This article originally appeared in The Independent. You can read it on their website here >
The long-delayed report released today by the Home Office highlights how its own approach to drugs is not based on evidence.
In particular, the report – which looks at the effectiveness of other countries’ drug policies – concludes that harsh penalties for drug users have no effect on levels of drug use. That punitive drug laws have a deterrent effect is a key assumption underpinning both the UK’s approach and prohibitionist drug policy more broadly. The report says: “We did not in our fact-finding observe any obvious relationship between the toughness of a country’s enforcement against drug possession, and levels of drug use in that country.”
This isn’t much of a surprise to anyone with an interest in drug policy. This is what they found in Portugal, which decriminalised the personal possession of all drugs in 2001. In fact, by two out of three measures, adult drug use is now lower than it was before the introduction of the decriminalisation policy, which was accompanied by more health-centred measures.
The Home Office also states that it “will monitor the impacts” of the legally regulated cannabis markets established in Uruguay and the US states of Washington and Colorado. This is a welcome move because, as the report says, “these policies have common aims – disrupting organised crime and exercising greater control over the use of cannabis”.
Indeed, these markets mean that governments – rather than organised criminals – are in control of the cannabis trade, managing it in a way that better protects public health and safety.
It is commendable that the Conservatives and the Liberal Democrats have found common ground and acknowledged the evidence that less punitive, health-based approaches to drugs can deliver better outcomes.

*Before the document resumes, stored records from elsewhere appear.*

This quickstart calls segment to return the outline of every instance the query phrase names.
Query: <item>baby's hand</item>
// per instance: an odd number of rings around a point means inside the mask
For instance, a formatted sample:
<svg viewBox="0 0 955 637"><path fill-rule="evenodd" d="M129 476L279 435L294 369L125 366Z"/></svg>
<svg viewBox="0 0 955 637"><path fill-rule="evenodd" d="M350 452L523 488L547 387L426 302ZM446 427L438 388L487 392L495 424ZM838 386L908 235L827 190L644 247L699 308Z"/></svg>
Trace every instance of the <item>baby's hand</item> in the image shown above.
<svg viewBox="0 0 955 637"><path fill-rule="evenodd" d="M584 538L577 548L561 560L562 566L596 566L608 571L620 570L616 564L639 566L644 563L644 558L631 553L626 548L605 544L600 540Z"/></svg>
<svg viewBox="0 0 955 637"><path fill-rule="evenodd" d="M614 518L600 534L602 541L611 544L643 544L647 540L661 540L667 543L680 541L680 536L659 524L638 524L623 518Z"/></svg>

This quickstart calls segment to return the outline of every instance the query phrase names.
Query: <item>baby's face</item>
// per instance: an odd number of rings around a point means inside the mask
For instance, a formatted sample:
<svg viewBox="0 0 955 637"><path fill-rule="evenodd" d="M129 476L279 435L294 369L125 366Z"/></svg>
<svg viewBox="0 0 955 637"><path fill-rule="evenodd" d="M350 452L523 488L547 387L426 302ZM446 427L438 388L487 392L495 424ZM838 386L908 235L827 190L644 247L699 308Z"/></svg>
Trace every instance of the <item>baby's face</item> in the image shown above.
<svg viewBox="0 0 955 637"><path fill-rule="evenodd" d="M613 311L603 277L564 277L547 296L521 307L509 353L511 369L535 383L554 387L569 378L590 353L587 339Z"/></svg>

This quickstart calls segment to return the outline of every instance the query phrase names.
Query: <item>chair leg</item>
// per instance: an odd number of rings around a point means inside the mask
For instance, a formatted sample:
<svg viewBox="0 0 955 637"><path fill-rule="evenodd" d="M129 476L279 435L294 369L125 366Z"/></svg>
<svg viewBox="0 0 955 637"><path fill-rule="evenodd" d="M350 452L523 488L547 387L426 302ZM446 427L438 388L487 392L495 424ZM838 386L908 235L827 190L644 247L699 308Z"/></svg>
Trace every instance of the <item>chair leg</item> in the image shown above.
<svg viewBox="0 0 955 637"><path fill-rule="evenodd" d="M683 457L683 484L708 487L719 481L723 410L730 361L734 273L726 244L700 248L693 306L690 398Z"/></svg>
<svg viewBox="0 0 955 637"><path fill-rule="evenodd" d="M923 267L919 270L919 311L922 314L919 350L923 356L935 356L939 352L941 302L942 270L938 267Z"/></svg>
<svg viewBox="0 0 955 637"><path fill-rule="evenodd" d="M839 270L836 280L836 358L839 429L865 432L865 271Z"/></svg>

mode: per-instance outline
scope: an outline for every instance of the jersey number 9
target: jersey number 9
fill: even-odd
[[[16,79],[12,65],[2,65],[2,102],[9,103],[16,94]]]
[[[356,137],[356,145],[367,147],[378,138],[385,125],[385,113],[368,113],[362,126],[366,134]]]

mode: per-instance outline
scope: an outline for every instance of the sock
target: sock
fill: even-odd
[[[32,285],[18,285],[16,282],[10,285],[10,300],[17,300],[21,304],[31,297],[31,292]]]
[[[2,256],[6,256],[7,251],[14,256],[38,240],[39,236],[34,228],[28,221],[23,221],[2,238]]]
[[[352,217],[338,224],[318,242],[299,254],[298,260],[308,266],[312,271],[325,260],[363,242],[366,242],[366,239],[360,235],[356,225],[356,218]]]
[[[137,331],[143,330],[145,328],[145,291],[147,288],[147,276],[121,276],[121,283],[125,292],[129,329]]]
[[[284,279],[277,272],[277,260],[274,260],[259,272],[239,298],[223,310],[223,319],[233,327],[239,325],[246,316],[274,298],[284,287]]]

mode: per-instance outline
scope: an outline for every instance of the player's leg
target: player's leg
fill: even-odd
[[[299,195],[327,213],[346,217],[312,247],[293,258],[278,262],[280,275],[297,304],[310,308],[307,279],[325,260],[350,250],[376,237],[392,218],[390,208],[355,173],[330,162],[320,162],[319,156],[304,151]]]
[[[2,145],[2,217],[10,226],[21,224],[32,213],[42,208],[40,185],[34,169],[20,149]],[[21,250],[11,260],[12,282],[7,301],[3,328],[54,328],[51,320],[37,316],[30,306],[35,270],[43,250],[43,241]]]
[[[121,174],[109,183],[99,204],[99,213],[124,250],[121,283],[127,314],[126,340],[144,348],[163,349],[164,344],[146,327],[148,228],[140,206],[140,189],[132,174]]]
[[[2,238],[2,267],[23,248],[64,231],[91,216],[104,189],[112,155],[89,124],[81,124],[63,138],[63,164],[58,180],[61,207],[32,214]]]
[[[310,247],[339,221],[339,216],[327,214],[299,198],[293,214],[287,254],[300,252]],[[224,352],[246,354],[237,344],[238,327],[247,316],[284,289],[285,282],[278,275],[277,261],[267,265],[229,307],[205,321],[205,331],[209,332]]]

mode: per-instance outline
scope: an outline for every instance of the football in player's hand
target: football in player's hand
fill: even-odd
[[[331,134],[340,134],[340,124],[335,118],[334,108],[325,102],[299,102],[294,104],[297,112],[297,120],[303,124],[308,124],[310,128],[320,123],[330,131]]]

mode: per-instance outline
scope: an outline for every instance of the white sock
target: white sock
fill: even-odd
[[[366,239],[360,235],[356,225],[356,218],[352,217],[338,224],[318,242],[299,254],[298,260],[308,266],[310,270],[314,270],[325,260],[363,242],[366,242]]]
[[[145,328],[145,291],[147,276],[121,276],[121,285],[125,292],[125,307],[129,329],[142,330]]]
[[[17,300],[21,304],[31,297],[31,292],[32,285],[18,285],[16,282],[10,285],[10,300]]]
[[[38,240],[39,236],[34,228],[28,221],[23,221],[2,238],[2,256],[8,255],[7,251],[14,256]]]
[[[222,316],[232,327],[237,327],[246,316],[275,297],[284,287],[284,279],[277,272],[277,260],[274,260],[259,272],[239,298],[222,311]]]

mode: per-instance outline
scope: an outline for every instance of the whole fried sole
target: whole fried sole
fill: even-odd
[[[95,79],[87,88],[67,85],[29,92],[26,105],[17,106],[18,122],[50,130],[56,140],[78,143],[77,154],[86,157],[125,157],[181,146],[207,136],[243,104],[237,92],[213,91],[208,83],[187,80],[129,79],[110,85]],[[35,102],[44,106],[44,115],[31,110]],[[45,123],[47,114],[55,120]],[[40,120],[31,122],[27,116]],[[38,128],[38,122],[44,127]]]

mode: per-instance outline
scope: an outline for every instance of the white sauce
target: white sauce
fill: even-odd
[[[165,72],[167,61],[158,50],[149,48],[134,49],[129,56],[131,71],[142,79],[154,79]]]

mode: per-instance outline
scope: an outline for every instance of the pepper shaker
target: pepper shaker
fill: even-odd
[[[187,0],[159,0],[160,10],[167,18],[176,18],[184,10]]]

The importance of this cannot be overstated. The previously toxic nature of this debate had led politicians to adopt polarised positions that consisted of little more than populist rhetoric.
This report demonstrates that a cross-party approach is a prerequisite both for genuine scrutiny, and ultimately, for substantive, evidence-based reform. It is therefore crucial that the Labour Party also engages in this debate, to move beyond political point-scoring and towards a dispassionate consideration of what works. However, it is ironic that the UK Government, while examining the policies in place in other countries, has never meaningfully evaluated its own approach. In 2010, the National Audit Office criticised the Government for having no evaluative framework whatsoever for assessing the UK’s drug strategy.
This is a new era, in which Lib Dems and Tories can agree that there are viable alternatives to enforcement-led drug policy and where the majority of the public support review and reform. For the first time in over 40 years, we have an opportunity to not only compare alternatives to prohibition, but to actually implement them.